I seen now the kind of conversations he is always
having with himself when he gets jest so drunk
and is thinking hard. Only this time it happens
to be out loud.
"What is a gentleman?" I asts him, thinking
if he wasn't one it might take his mind off himself a
little to tell me. "What MAKES one?"
"Authorities differ," says Doctor Kirby, slouching
down in his chair, and grinning like he knowed a
joke he wasn't going to tell no one. "I heard
Doctor Jackson describe himself that way the other
day."
Well, speaking personal, I never had smelled
none of roses. I wasn't nothing but trash myself,
so being a gentleman didn't bother me one way or
the other.
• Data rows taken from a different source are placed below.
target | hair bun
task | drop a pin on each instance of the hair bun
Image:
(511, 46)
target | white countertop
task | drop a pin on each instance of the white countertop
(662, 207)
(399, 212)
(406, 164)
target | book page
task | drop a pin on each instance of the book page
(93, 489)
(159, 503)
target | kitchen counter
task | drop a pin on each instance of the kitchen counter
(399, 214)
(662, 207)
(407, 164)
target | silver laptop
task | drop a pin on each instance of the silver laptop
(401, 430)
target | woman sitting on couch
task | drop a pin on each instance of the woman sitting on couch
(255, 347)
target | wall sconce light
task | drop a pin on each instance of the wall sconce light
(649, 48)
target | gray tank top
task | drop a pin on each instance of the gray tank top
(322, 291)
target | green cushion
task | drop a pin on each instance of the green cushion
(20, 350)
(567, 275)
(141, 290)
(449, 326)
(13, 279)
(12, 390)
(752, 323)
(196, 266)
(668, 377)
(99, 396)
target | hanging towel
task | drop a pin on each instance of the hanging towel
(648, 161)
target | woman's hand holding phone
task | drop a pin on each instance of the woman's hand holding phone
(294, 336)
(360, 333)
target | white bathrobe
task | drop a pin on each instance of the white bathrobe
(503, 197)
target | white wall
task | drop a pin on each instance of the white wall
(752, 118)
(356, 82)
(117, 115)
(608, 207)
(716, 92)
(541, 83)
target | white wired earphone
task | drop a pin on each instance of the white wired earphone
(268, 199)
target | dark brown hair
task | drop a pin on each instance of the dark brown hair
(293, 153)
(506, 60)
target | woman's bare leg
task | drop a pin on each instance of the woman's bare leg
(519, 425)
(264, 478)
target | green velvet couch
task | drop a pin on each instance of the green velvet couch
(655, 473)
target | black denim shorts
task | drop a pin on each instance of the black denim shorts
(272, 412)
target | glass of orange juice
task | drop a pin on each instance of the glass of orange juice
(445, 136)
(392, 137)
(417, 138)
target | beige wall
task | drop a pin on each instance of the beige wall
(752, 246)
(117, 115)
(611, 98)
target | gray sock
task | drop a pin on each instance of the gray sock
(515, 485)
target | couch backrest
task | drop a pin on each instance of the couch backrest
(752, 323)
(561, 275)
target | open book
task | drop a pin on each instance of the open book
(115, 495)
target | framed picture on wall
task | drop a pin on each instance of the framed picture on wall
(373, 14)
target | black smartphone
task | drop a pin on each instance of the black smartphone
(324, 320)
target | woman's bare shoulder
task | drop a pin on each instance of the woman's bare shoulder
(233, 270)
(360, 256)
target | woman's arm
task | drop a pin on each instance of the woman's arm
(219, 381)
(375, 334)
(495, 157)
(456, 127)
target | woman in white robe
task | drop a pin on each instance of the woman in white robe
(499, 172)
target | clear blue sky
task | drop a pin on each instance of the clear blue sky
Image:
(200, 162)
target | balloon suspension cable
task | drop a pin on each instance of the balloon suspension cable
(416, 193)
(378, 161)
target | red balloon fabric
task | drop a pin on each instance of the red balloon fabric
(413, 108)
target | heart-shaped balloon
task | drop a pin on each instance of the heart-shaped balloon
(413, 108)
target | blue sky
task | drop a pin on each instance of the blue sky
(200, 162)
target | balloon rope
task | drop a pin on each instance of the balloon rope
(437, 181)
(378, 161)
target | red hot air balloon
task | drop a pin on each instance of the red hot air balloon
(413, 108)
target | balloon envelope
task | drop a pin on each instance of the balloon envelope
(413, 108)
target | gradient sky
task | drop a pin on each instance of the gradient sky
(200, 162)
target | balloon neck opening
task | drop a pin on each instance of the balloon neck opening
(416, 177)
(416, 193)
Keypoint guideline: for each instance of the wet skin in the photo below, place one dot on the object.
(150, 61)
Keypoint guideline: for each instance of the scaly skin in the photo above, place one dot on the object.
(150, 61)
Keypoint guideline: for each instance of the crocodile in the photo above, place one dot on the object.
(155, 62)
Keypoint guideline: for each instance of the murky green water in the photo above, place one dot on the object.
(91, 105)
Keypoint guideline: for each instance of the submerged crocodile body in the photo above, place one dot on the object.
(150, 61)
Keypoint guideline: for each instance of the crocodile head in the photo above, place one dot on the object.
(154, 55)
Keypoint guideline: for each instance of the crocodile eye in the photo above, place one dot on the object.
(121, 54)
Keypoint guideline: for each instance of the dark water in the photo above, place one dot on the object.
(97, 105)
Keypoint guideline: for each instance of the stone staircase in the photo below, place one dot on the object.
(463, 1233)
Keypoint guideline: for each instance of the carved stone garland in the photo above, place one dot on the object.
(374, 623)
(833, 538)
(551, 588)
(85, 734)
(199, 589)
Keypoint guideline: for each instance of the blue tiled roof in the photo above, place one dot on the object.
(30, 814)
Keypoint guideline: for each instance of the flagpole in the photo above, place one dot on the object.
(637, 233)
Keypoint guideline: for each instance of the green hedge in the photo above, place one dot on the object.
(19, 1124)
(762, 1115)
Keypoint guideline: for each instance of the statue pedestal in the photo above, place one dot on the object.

The only reason I didn't want to see
them niggers bunked so very bad was only jest
because it was such a low-down, ornery kind of
trick.
"It ain't too late," I says, "to pull out of this
nigger scheme yet and get into something more
honest."
"I don't know," he says thoughtful. "I think
perhaps it IS too late." And he sets there looking
like a man that is going over a good many years
of life in his mind. Purty soon he says:
"As far as honesty goes--it isn't that so much,
O Daniel-come-to-judgment! It's about as honest
as most medicine games. It's--" He stopped
and frowned agin.
"What is it?"
"It's their being NIGGERS," he says.